# Problem mitm Internet!



## D@rK M@sTeR (29. Mai 2004)

Hallo,
als ich mein pc neugestartet hab, kam die nachricht das ne .dll fehlt und ich jetz nich mehr ins i-net kann. 2 tage zuvor hab ich zum glück mit norton ghost 03 meine ganze platte auf dvd gebrannt ^^
also und jetz meine frage: wie ersetzte ich das jetzt?
erst die platte formatieren und dann die dvds einlegen und neu drüber ziehen? oder einfach mit norton ghost system wiederherstellen ohne zu formatieren?


----------



## Corvin Gröning (29. Mai 2004)

Hi,
ich kenne zwar Norton Ghost 2003 nicht, aber ähnliche Programme.

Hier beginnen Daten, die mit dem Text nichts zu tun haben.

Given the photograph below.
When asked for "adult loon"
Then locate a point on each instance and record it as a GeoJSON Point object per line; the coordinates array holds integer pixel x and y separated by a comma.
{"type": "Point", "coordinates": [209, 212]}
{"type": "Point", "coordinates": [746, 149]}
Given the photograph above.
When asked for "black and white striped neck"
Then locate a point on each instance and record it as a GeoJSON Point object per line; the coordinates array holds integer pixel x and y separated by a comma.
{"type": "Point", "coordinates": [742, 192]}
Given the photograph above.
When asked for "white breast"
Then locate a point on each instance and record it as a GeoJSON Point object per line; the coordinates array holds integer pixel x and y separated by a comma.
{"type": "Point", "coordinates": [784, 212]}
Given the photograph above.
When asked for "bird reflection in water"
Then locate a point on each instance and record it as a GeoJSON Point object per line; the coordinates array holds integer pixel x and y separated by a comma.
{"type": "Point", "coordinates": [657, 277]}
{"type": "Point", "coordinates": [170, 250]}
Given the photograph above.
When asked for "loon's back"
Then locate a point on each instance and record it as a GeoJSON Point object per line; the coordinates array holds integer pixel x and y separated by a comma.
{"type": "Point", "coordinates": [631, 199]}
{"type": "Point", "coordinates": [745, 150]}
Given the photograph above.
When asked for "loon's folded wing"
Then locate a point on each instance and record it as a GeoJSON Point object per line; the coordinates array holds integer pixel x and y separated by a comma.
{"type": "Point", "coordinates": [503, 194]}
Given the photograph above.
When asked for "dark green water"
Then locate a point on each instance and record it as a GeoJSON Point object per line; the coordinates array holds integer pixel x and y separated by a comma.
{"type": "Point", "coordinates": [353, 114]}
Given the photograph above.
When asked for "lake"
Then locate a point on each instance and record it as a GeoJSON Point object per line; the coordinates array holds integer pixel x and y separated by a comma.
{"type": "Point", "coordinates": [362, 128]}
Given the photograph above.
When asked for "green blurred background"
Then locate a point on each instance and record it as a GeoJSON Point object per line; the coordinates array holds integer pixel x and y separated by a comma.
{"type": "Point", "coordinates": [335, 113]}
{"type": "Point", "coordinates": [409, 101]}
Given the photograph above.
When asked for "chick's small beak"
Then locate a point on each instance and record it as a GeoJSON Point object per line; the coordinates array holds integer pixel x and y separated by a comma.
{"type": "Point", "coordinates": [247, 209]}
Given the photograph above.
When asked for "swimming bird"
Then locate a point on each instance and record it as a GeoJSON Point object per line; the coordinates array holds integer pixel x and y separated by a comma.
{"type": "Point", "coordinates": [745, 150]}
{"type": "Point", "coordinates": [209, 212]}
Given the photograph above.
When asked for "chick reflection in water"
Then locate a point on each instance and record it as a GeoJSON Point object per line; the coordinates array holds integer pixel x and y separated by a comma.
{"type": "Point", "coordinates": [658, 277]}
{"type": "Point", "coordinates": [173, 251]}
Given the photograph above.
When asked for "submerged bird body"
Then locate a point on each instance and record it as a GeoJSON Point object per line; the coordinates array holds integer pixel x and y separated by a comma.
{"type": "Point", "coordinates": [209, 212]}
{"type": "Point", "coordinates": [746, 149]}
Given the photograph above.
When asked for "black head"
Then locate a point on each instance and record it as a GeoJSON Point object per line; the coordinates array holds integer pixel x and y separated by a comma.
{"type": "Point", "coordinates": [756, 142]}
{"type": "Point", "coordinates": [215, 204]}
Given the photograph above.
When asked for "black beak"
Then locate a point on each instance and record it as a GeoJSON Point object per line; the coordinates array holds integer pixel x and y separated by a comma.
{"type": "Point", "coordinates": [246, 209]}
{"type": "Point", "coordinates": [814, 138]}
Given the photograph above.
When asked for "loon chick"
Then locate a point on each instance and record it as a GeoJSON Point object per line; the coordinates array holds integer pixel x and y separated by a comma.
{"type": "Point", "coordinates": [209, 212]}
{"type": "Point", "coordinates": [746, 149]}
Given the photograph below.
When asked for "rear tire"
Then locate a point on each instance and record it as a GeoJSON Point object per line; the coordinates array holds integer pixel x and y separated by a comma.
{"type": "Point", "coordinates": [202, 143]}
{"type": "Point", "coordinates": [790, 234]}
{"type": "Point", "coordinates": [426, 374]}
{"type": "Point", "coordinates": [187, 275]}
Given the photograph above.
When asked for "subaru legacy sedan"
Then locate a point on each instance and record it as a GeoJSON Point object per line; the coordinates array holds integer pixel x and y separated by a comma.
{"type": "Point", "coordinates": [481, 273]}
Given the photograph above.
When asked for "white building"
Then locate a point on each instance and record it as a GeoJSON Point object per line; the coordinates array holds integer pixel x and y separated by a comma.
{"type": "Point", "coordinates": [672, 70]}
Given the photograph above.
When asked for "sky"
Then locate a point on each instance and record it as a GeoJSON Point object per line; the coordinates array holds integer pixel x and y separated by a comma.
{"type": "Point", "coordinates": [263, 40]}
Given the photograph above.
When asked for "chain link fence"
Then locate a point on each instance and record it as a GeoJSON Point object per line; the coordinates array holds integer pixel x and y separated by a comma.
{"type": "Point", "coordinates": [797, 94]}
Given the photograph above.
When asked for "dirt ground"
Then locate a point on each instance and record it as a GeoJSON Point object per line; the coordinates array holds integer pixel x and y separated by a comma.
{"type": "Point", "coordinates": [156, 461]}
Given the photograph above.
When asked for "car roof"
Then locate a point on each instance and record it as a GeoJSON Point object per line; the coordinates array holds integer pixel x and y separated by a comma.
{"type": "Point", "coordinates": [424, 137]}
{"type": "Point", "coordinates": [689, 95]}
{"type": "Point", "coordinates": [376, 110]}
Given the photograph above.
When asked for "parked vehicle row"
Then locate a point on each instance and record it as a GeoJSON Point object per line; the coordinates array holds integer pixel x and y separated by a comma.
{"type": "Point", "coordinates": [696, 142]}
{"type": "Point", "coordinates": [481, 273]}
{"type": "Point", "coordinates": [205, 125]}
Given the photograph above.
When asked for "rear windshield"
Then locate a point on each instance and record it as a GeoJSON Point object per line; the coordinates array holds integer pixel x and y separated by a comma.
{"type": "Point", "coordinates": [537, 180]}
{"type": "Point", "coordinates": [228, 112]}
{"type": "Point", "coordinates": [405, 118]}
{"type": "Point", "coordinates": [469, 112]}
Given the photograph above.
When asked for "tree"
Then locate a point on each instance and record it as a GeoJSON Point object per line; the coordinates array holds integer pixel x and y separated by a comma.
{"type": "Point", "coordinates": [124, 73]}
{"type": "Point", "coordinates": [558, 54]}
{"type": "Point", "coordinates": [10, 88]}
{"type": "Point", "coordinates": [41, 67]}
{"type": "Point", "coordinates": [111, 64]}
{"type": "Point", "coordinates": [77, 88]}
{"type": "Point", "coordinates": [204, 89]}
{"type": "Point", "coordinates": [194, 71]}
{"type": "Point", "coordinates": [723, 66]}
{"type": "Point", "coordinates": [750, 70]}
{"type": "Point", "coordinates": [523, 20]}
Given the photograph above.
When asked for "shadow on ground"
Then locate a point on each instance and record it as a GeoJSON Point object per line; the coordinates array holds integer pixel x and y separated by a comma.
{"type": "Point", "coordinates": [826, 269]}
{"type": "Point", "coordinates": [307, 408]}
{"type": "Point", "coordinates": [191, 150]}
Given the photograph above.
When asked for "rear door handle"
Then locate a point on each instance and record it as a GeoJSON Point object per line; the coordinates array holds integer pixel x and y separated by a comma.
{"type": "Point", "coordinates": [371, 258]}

Du solltest dein Programm mal öffnen und irgendwo solltest du dann Links wie "Festplatte/Daten wiederherstellen" oder Ähnliches finden. Das klickst du dann an, und dann wird dir genau beschrieben, was zu tun ist.
(Auf keinen Fall Festplatte formatieren, das ist nicht nötig!)

(Noch eine kleiner Tipp von mir, ist wirklich nicht böse gemeint, aber du solltest dich an die Netiquette halten (Groß- und Kleinschreibung und so).)


----------